La teniente le lanzó una mirada que habría derretido el polo.
– No es asunto suyo, sargento, y si me permite un consejo, cuando intente adivinar la edad de una mujer, tire por lo bajo.
– Vaya, ¿tanto me he equivocado? -se lamentó Kovac con una mueca.
– No, casi acierta, y le diré que soy muy vanidosa. Y ahora, si me disculpa…
Levantó algunos papeles y los revolvió un poco para indicarle que la conversación había tocado a su fin.

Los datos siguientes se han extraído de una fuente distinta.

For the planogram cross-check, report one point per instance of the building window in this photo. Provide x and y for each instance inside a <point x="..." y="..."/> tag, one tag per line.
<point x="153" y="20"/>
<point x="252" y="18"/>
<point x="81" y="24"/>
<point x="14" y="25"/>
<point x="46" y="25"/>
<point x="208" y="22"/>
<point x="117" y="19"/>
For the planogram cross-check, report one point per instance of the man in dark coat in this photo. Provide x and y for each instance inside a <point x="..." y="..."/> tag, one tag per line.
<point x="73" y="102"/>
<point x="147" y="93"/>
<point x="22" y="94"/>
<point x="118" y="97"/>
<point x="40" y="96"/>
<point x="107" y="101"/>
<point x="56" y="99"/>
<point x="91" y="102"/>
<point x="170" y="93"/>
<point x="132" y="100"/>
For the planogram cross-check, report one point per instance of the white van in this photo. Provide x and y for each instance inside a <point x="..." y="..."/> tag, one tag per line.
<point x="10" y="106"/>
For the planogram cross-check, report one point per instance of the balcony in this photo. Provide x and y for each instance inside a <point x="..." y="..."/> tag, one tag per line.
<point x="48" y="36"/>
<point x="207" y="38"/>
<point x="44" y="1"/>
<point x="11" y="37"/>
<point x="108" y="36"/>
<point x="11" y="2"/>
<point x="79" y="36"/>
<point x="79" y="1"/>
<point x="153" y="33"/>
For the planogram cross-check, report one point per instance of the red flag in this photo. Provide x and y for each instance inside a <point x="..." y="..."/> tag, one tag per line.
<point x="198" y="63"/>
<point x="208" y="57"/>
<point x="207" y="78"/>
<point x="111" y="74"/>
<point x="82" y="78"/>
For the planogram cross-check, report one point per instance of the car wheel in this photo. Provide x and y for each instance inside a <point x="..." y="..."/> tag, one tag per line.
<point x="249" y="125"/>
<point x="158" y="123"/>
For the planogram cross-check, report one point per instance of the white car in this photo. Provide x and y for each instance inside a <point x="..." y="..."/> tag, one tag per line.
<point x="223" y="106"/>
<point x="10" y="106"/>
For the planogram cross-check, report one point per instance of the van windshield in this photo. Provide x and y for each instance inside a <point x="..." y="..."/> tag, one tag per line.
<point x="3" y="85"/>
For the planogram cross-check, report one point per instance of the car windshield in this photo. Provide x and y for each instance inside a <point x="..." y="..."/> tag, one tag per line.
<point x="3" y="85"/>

– Solo un par de preguntas más.
– Usted no necesita hacer preguntas ni escuchar sus respuestas. Se ha quedado sin caso.
– Pero tengo a Mike -le recordó Kovac-. Intento encajar algunas piezas por su bien. Es muy duro perder a un hijo, y si puedo hacer algo para explicarle cómo transcurrieron los últimos días de Andy, lo haré. No es mucho pedir, ¿no le parece?
– Lo es si lo que quiere es información confidencial acerca de una investigación de Asuntos Internos -corrigió Savard mientras retiraba la silla de la mesa.
Había intentado despacharlo con displicencia; ahora trataría de librarse de él de otro modo. Kovac permaneció sentado un instante para ponerla nerviosa, para hacerle saber que no se rendiría tan fácilmente. Savard rodeó la mesa para acompañarlo a la puerta. Kovac esperó a que estuviera junto a su silla y entonces se levantó, provocando cierto titubeo. La teniente retrocedió un paso con el ceño fruncido, irritada por verse obligada a retirarse.
– Sé lo de Curtis -faroleó Kovac.
– Entonces sabrá que no tiene nada de que hablar conmigo a fin de cuentas -replicó Savard.
– No se le da muy bien lo de la igualdad de derechos, ¿verdad, teniente? -observó Kovac, conteniendo a duras penas una sonrisa torva.
– Le aseguro que estoy más que cualificada para desempeñar mis funciones, sargento Kovac.
En su voz se advertía algo parecido a la diversión, aunque más tenebroso. Ironía, tal vez. Kovac no imaginaba a qué se debía, de dónde procedía ni qué motivo podría tener ella para hacerle partícipe del secreto. De momento, el asunto carecía de importancia para él, pero archivó la curiosidad en su mente, por si la necesitaba más adelante.